Quique Llena

Personal information
- Full name: Enrique Llena León
- Date of birth: 6 November 1961 (age 64)
- Place of birth: Barbastro, Spain
- Position: Goalkeeper

Youth career
- Boscos Salesianos

Senior career*
- Years: Team / Apps / (Gls)
- 1981–1982: Benabarre
- 1982–198X: Estadilla
- Aínsa
- Zaidín
- Tamarite

Managerial career
- Alcampell
- Binéfar (youth)
- Estadilla
- Binaced
- Atlético Monzón
- 1998–1999: Huesca
- 2006: Binéfar
- 2006–2007: Atlético Monzón
- 2010–2014: Nicaragua
- 2010–2014: Nicaragua U20

= Enrique Llena =

Spanish football manager (born 1961)

Enrique "Quique" Llena León (born 6 November 1961) is a Spanish retired football manager and player. He played as a goalkeeper.

==Career==
Born in Barbastro, Huesca, Aragón, Llena played youth football for CD Boscos Salesianos. He never left his native region as a senior, representing UD Benabarre, CD Estadilla (where he helped the side to achieve two consecutive promotions, the latter one to Tercera División), Aínsa CD, CD Zaidín and CDJ Tamarite, among other clubs.

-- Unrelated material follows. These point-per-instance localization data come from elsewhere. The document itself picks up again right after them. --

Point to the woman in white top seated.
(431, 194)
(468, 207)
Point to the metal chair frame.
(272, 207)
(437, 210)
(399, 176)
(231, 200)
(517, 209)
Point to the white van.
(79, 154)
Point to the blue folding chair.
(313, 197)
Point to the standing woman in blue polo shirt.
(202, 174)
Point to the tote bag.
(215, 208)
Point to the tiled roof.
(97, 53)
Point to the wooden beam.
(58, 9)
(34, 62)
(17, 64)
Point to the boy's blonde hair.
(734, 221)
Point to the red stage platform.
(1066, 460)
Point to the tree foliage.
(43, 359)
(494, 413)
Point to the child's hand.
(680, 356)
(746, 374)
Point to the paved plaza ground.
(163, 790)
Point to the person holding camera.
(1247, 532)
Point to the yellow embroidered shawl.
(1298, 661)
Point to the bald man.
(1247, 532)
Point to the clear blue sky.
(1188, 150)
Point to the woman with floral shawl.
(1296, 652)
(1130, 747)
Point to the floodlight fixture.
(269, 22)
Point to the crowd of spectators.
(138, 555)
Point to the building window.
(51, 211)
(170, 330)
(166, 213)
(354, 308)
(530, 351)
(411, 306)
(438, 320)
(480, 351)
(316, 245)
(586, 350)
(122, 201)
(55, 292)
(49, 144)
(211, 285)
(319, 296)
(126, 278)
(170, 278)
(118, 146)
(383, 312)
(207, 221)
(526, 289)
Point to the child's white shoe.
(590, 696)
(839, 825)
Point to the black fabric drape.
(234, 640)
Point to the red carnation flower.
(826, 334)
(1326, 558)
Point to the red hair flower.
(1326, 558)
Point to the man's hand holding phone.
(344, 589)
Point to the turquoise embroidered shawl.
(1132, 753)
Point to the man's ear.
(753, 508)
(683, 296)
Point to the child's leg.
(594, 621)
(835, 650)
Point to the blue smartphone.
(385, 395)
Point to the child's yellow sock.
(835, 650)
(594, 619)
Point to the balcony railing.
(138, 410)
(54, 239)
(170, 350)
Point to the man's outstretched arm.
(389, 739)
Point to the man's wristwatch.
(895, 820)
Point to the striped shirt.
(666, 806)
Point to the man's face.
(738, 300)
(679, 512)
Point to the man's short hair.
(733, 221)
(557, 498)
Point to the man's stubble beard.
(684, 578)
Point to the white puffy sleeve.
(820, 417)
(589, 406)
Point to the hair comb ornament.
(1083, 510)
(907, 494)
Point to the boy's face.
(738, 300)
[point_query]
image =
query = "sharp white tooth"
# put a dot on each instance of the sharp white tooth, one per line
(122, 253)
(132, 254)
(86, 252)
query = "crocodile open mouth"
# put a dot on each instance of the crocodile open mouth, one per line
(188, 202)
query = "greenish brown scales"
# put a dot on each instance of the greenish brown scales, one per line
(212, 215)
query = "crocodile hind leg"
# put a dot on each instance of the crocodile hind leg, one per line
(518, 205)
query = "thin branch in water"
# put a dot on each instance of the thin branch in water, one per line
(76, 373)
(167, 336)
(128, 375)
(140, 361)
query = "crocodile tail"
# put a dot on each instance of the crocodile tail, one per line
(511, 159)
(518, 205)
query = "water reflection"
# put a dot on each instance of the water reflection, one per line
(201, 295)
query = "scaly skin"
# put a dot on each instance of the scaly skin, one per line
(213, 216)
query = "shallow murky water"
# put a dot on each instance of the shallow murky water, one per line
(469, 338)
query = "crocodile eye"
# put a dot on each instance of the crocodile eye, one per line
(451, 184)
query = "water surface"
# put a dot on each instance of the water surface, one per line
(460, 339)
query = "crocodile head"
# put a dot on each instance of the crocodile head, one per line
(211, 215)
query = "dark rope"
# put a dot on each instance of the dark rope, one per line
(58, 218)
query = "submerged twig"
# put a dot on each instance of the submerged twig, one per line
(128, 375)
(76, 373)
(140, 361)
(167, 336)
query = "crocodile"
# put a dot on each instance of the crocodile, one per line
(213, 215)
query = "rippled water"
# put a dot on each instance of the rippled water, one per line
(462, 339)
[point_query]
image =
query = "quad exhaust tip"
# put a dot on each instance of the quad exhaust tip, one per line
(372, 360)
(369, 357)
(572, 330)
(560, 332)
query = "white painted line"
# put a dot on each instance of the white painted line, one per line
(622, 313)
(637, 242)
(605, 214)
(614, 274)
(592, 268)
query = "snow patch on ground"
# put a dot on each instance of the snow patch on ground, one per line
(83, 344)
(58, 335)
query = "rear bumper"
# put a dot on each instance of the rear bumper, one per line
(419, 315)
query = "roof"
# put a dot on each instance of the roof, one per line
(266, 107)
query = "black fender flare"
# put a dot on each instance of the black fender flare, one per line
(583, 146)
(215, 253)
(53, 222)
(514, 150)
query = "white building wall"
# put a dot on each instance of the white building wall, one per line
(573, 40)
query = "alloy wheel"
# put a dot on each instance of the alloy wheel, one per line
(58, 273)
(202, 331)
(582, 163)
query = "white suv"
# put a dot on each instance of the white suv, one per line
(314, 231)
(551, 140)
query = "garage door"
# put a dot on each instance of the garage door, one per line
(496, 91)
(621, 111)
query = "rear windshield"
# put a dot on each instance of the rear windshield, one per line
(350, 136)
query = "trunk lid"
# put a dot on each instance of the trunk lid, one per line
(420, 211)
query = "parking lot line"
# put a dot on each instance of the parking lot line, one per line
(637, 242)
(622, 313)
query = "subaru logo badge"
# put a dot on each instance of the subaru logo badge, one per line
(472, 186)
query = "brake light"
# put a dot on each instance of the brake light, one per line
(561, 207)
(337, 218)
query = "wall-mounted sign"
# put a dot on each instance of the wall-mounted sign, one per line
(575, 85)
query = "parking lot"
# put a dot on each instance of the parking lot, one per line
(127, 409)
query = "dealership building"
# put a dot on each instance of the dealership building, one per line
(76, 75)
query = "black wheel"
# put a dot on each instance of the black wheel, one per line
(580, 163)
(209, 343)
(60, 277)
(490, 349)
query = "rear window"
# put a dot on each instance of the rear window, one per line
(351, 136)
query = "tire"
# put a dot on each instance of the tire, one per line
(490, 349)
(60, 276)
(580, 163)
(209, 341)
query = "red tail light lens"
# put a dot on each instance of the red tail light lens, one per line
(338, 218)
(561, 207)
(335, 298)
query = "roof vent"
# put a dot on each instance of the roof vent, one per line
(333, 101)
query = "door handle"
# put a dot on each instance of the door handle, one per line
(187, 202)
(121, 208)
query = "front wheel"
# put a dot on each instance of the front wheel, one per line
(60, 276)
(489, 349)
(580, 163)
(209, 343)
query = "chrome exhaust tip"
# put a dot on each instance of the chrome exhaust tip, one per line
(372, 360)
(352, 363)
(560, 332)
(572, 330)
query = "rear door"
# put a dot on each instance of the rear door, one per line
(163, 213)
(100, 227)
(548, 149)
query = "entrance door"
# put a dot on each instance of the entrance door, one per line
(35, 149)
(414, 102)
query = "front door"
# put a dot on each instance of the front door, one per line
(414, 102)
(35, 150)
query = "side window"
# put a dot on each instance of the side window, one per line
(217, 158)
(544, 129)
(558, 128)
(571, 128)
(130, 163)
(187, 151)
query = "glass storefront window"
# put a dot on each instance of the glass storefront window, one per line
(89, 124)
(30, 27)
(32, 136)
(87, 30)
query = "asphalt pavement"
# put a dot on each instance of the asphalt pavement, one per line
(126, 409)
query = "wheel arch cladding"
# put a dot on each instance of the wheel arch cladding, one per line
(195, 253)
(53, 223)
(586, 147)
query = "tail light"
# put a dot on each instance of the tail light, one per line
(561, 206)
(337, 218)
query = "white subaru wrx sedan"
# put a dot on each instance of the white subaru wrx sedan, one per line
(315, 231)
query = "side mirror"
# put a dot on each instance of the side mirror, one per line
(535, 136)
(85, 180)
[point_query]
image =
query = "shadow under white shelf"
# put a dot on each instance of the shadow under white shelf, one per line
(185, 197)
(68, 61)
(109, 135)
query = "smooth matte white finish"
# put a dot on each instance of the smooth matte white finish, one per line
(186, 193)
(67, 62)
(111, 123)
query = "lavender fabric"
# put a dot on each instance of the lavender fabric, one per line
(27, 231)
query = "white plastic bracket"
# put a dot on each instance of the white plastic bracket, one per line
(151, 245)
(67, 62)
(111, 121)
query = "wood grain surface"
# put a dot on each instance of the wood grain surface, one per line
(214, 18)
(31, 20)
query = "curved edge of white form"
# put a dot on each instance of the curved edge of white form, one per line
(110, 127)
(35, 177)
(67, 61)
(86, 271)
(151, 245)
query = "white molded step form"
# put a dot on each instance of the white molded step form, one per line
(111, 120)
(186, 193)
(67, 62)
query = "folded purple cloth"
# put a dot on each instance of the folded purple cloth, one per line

After retiring, Llena started working as a manager, with his first side being UD Alcampell. Still in his native Aragon, he worked with the Cadete squad of CD Binéfar, Estadilla and UD Binaced before being appointed in charge of Atlético Monzón in the fourth division.

Llena was also manager of SD Huesca during the 1998–99 campaign, with the club also in division four. In January 2010, he was appointed to be the manager of the Nicaragua national football team.

Llena was sacked from the national team on 8 November 2014, after failing to qualify for the 2015 CONCACAF Gold Cup.